Abstract

This paper presents a new pump concept, called the New Progressing Cavity Pump (NPCP). The NPCP is composed of a Progressing Cavity Pump (PCP) and a system of Hydraulic Regulators (HR) installed inside the pump in between the cavities. The HR are self-regulated devices that recirculate the fluid between the cavities in order to control the pump thermo-hydraulic response and to avoid excessive built up of heat, which might result in premature failure of the pump's stator.

It is common knowledge that the traditional Progressing Cavity Pumps (PCP) have shown significant problems when dealing with multiphase mixtures, with high gas void fraction (GVF). We propose a new concept, NPCP, which is able to handle much better such conditions, as its internal hydraulic regulators (HR) recirculate fluid inside the pump. The benefits are multiple. First, it uniformizes the pressure across the pump length, which stabilizes the temperature. Second, it compensates the compressed gas volume of progressing cavities. Furthermore, it protects the stator and therefore, improves the pump's performance.

The relatively small dimensions of hydraulic regulators HR and their distribution along the pump result in an efficient multiphase design. Compared to traditional PCP, the new NPCP system better controls the reliability parameters, such as temperature and friction torque, reduces energy consumption and enhances hydraulic performance (flow rate, delivered pressure).

Several industrial NPCP have been manufactured and tested in liquid, both water and oil, as well in multiphase flow (air and liquid). This paper presents and describes the bench test results and shows that NPCP improves both reliability and hydraulic performance over existing pumps.

Introduction

The recent developments of new production systems clearly indicates that there are considerable industrial interests in pumping multiphase fluids, in particular the combination of high gas volume and oil or water, or small amounts of wax and sand. Traditional Progressing Cavity Pump (PCP) often faces up with reliability problems, mostly because of gas phase compression causing heat to build up, resulting in premature failure of elastomeric stator and pump disfunctioning.

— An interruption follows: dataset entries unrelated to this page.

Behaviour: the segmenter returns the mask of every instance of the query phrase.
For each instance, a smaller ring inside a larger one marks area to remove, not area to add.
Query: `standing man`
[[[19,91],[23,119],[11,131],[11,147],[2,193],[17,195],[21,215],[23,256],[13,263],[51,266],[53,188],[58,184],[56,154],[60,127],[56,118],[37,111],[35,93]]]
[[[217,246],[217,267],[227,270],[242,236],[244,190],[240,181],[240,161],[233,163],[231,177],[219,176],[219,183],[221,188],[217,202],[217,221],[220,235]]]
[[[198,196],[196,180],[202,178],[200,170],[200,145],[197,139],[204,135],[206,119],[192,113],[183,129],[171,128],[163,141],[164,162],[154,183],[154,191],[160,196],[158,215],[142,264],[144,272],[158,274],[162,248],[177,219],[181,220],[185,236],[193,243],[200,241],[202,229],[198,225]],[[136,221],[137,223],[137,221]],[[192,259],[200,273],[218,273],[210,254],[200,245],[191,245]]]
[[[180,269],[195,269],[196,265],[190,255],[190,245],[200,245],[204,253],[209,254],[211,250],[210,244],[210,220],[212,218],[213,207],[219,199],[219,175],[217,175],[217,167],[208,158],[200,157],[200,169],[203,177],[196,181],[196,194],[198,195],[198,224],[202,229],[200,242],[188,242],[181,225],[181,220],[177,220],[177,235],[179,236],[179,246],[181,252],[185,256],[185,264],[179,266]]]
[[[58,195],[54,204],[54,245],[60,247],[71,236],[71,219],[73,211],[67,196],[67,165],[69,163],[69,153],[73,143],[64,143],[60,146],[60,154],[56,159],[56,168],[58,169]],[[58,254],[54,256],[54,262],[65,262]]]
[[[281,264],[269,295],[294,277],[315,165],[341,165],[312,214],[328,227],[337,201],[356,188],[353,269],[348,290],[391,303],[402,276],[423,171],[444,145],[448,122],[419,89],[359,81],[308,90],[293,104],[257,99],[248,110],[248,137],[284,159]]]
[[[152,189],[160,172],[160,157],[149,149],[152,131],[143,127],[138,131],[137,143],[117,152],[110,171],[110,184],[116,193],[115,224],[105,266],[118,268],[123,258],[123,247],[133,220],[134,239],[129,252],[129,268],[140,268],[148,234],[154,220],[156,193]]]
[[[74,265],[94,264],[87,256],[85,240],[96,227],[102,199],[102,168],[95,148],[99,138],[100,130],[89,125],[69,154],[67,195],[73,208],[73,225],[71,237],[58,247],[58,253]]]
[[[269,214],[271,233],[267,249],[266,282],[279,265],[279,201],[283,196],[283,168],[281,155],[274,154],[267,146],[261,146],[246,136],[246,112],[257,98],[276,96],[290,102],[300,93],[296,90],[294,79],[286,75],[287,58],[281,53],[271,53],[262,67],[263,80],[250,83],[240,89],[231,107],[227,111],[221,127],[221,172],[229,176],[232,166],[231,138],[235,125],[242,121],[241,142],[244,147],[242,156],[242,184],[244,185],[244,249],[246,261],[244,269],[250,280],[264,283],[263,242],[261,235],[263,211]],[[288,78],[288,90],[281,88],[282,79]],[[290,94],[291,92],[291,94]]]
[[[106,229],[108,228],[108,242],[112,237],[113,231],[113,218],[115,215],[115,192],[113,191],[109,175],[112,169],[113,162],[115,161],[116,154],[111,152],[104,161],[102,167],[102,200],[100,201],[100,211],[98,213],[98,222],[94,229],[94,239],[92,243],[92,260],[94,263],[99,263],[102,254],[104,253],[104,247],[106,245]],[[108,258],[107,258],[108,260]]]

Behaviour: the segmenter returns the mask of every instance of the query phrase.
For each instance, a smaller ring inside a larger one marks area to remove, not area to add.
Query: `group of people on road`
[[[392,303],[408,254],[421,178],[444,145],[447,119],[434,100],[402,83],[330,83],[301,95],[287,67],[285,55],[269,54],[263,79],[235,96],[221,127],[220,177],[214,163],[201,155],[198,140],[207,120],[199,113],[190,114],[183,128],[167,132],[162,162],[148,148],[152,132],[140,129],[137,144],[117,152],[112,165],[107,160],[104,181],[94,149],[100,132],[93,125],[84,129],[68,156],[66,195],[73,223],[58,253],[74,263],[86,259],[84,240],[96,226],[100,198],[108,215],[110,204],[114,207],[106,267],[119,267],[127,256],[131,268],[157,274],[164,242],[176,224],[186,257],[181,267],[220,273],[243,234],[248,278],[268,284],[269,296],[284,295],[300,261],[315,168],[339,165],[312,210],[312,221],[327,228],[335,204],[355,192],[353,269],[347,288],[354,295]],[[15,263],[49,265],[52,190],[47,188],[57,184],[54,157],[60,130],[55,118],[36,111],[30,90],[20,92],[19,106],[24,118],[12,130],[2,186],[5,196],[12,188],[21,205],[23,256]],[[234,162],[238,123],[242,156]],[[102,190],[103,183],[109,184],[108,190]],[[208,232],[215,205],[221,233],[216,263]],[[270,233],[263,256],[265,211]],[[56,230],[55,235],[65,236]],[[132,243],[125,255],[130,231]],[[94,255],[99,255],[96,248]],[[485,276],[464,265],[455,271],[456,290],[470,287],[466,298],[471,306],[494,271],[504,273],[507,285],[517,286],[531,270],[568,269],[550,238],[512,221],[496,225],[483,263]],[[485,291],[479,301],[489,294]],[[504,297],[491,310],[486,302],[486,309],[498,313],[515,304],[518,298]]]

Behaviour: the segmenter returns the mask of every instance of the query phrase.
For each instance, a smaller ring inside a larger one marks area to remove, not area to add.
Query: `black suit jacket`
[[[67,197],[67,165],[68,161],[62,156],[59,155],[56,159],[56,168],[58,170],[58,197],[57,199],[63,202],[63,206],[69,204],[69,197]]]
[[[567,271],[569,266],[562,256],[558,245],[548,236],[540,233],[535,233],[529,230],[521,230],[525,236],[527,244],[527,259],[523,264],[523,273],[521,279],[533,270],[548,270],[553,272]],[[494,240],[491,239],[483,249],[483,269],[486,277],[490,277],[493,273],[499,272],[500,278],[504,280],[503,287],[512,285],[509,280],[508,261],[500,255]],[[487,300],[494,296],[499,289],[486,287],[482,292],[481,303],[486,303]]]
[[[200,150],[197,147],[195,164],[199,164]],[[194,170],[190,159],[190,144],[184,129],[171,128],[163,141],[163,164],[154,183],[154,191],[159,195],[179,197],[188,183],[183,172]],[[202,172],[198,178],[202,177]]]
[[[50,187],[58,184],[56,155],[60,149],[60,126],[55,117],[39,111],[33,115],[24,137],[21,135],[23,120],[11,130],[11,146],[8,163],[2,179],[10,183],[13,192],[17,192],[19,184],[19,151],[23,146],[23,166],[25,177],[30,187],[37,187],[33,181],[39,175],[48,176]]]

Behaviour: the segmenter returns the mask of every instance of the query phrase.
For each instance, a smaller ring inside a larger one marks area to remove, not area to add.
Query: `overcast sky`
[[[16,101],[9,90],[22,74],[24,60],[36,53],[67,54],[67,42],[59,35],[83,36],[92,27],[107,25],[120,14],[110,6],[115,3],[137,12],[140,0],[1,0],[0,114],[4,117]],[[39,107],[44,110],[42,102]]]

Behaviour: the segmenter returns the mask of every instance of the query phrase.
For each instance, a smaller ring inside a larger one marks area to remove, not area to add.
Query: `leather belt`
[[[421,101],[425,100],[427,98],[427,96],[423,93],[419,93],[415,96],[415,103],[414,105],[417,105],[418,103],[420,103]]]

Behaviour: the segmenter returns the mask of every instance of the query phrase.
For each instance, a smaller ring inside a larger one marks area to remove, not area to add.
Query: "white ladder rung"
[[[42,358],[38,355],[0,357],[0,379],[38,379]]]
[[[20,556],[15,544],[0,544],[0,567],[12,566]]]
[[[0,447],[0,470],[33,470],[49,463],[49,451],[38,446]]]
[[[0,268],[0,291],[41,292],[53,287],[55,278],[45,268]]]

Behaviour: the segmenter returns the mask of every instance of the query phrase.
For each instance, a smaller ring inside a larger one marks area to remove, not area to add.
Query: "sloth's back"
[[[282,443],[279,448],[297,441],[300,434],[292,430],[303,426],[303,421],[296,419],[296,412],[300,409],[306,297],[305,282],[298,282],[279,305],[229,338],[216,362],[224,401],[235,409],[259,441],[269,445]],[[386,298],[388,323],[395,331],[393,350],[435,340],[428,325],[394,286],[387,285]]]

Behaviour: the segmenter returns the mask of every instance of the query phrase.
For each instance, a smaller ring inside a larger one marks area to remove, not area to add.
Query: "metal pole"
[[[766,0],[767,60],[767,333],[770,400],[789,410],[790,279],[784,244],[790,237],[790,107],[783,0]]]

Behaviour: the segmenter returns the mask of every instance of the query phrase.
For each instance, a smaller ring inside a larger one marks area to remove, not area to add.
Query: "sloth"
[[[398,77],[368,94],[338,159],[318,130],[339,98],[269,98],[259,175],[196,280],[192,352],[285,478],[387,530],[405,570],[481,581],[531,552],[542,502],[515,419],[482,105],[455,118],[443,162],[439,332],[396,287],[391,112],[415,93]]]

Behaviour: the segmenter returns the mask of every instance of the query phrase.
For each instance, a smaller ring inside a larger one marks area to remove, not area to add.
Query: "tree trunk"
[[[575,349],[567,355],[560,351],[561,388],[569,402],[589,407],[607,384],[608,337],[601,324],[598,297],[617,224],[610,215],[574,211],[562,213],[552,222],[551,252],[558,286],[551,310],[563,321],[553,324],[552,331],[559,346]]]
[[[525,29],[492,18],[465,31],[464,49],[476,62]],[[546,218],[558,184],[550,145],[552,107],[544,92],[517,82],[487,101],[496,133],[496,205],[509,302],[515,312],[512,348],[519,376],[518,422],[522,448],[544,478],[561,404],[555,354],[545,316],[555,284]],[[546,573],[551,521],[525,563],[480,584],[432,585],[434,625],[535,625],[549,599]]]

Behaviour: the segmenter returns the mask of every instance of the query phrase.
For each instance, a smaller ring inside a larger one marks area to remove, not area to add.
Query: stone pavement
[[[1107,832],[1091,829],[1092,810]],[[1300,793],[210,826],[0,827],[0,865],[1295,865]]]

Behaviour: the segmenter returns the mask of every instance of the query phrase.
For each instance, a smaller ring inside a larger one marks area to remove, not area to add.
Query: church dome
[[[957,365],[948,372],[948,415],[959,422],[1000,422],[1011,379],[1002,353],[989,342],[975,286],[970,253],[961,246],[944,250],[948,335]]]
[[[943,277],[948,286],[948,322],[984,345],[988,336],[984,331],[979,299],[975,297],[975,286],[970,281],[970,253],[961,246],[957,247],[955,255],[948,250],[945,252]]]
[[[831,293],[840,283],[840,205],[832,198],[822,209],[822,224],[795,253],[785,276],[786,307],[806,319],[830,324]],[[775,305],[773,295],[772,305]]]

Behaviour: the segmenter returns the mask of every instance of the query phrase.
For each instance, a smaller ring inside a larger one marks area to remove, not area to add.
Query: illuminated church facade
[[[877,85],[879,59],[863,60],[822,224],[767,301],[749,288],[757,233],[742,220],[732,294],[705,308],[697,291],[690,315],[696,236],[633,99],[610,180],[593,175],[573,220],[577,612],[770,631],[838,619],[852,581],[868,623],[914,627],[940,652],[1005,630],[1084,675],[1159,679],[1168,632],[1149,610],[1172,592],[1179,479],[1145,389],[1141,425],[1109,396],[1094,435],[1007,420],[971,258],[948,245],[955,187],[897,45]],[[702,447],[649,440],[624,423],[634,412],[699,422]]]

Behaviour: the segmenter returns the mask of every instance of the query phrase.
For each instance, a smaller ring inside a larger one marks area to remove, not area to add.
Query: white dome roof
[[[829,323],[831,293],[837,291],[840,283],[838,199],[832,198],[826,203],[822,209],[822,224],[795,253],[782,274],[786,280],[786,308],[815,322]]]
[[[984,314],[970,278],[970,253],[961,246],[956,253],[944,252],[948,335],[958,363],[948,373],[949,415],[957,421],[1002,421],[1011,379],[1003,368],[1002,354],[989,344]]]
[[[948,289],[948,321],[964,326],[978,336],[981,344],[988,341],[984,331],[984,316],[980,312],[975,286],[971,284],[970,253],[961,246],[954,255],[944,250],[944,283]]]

We have recently published a study that analyzes the behavior of traditional PCP in multiphase flow (see [1]) and the reasons for traditional PCP poor performance are presented. The thermo-hydraulic process is the result of fundamental gas laws, which explains that as the pressure increases inside a cavity with constant volume, the temperature does increase too. Typical pressure distribution along the PCP is the result of gas volume compression and slippage flow between the rotor and the stator. Close to the end of the discharge, the gas compresses and the volume is compensated by the slippage flow. Multiple tests have shown that a disproportionate amount of pressure is developed by the discharge stages, which causes excessive heat build-up. Another thermo-mechanical process occurs as a result of disproportionate pressure gradient between two contiguous cavities. Because of differential pressure, the stator material is strained inside the low pressure cavity. Thus, the compression stress of the rotor increases the friction torque (viscous) and the increasing temperature becomes a measure of rotor-stator viscous-friction torque. In multiphase flow conditions, the excessive pressure gradient in the discharge stages causes both thermo-hydraulic and thermo-mechanical physical processes which reduce the pump reliability and performance. Furthermore, the traditional PCP reliability is related to pressure distribution which also depends upon the pump design and production conditions, i.e. gas flow rate, delivered pressure and rotational velocity. Among the multiphase pump designs, there are two major classes:

  • Class 1: Pumps that keep the actual PCP design and adapt the compression fit between the rotor and stator, which is gradually reduced with the distance from suction end, as developed by Mirza K and Wild A [2]. Slipping flows introduce a trade-off between delivering pressure and flow rate requirement, and compensating the compressed volume of gas cavities. This design trade-off is difficult to control.

  • Class 2: The New PCP (NPCP), which includes the hydraulic regulators (HR) installed inside the rotor between the cavities, the function of which is to control the reliability parameters, i.e. pressure distribution and the developed temperature as well as the viscous torque.